The Local Government Association said councils were trying to keep toilets open but faced squeezed budgets.

Public toilets have existed on UK High Streets for more than 150 years but there is no legal requirement for local authorities to provide toilets, meaning they are often closed down if councils feel they cannot afford the upkeep.

Raymond Martin, of the British Toilet Association, said providing toilets was about health, wellbeing, equality and social inclusion.

“It’s also about public decency and public dignity – we don’t want people being forced to urinate in the streets,” he said.

Reinventing the WC

Engaged sign on public toilet door

While most closed sites have been demolished or left empty, many have undergone extreme makeovers.

A WC in Clapham, south London, was misused and lay derelict for 40 years. Now it is a wine bar and the WC stands for wine and charcuterie, not water closet. But planning permission for its conversion came with a condition.

“If someone comes down, unsuspecting that it’s a wine bar – and this happens every day – we let them use the toilet. That’s what we have to do. And it works,” says owner Jayke Mangion.

Alongside a large number of village shops and cafes, more imaginative conversions include a dog grooming service in Portsmouth, a vodka bar and recording studio in Camden, north London, a nightclub in Boston, Lincolnshire, a noodle bar in Devon and fast food outlets in Eastbourne and Moray.

Old toilets now house art galleries in the south London boroughs of Kingston and Lambeth, information centres in Hambleton, North Yorkshire, and Haringey, north London, and there is even a Burns National Heritage Centre in an old facility in South Ayrshire.
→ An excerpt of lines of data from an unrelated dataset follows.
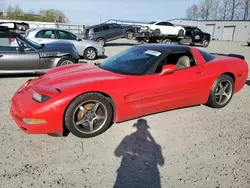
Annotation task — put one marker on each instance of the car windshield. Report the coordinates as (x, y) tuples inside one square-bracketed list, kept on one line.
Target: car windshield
[(32, 43), (133, 61)]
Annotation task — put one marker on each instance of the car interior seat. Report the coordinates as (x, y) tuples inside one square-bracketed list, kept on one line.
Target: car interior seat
[(183, 62)]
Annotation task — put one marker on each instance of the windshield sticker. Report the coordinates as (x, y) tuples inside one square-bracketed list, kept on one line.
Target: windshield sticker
[(151, 52)]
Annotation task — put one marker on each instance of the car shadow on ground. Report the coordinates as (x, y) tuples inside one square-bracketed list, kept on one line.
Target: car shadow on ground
[(141, 155), (248, 82), (111, 44)]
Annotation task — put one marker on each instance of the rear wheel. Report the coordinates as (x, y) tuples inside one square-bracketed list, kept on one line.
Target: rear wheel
[(89, 115), (221, 92), (66, 61), (90, 54)]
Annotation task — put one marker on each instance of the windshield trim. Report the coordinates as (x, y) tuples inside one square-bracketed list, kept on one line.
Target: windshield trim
[(113, 64)]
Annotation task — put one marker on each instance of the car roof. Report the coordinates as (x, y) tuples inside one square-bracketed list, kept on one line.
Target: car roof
[(99, 25), (164, 47)]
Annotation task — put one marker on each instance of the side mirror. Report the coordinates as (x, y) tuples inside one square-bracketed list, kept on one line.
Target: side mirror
[(21, 49), (167, 69), (78, 39)]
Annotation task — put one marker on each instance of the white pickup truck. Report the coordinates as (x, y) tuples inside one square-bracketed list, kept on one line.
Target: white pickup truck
[(164, 28)]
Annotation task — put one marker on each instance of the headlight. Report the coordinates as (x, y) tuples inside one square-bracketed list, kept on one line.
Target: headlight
[(40, 98)]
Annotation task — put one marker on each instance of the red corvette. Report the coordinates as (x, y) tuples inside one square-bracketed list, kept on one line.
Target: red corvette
[(85, 99)]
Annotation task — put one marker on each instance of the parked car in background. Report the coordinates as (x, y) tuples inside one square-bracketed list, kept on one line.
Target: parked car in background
[(198, 36), (21, 55), (90, 50), (17, 27), (106, 32), (248, 41), (164, 28)]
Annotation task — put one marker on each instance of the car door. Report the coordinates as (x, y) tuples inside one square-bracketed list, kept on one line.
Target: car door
[(182, 88), (45, 36), (17, 56), (197, 35)]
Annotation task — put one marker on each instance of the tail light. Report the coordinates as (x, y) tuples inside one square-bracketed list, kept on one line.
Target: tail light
[(11, 40)]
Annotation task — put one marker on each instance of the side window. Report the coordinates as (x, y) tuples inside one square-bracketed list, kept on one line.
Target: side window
[(63, 35), (182, 60), (207, 56), (25, 47), (47, 34), (8, 44)]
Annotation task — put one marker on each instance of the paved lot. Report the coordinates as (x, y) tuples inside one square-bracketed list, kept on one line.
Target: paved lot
[(200, 146)]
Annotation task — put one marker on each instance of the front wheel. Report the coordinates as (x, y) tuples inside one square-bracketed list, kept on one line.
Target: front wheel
[(205, 43), (129, 34), (89, 115), (90, 54), (221, 92)]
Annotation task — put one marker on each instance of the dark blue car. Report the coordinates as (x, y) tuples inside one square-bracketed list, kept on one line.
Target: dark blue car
[(105, 32)]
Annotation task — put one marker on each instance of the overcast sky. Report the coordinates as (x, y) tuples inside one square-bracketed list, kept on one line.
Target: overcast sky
[(89, 11)]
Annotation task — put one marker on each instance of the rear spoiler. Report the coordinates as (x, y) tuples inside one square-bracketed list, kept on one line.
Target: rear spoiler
[(230, 55)]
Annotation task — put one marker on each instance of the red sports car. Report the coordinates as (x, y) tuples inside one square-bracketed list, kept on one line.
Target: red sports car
[(85, 99)]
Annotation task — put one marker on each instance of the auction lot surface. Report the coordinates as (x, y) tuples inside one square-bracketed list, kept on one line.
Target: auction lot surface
[(200, 146)]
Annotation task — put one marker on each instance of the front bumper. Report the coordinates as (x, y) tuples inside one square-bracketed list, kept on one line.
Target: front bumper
[(23, 106)]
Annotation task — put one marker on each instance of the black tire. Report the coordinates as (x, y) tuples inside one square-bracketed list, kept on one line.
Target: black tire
[(101, 41), (157, 32), (181, 33), (129, 34), (65, 61), (212, 100), (205, 43), (69, 117), (90, 53)]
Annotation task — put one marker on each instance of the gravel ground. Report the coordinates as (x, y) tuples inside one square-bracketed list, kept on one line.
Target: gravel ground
[(191, 147)]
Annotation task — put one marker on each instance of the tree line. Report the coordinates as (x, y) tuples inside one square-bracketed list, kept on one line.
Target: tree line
[(219, 10), (50, 15)]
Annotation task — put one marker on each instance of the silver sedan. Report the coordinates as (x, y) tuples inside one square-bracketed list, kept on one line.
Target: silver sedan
[(89, 49)]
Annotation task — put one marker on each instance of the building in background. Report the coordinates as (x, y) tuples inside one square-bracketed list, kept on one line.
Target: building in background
[(235, 30)]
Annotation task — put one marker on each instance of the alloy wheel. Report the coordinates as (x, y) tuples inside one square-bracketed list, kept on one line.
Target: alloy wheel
[(90, 116), (223, 92)]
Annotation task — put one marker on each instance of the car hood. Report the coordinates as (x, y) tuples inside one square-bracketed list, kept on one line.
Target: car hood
[(57, 46), (71, 75)]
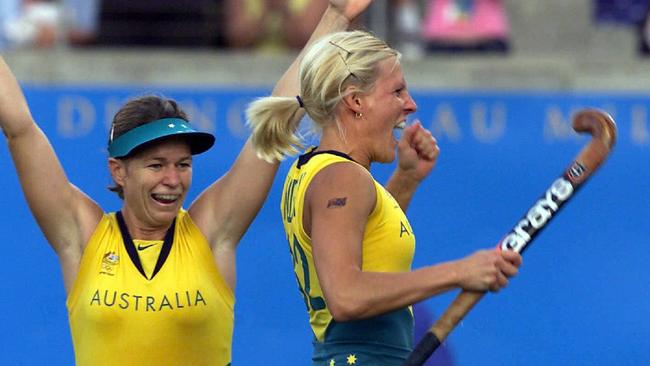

Joan Dean said her husband Brian, who has Parkinson’s Disease, was left humiliated when he wet himself after failing to find a toilet on a trip to Levenshulme, in Manchester, where 18 toilets have been closed in the last 10 years.

She told BBC Breakfast she asked four High Street shops if her husband could use their facilities, but all refused.

“Public toilets – no matter where you go, you can’t get them. We’ve had the problem but how many people out there have had the problem and said nothing? I don’t want anyone to go through what he went through,” she added.

Data supplied by 331 of the 435 councils contacted by BBC Breakfast also showed:

  • 22 councils now only have one public toilet, including Manchester, Stockport and Tamworth
  • The best served areas are mostly tourist destinations
  • Highland Council has 127 public toilets, which cost more than £1m a year to maintain; Pembrokeshire 73; Cornwall 65
  • Four out of five councils have cut spending on public toilets since 2011
  • Overall expenditure has declined by almost a third in four years, with £21m less spent last year than in 2011
  • 43 councils have slashed their budgets by more than 70%

A Local Government Association spokesman said councils were doing everything they could to keep public toilets open, including running community toilet schemes to enable pubs, restaurants and shops to make their toilets available to the public.

Cuts meant councils had less to spend on community services and the next few years would continue to be a challenge, he said.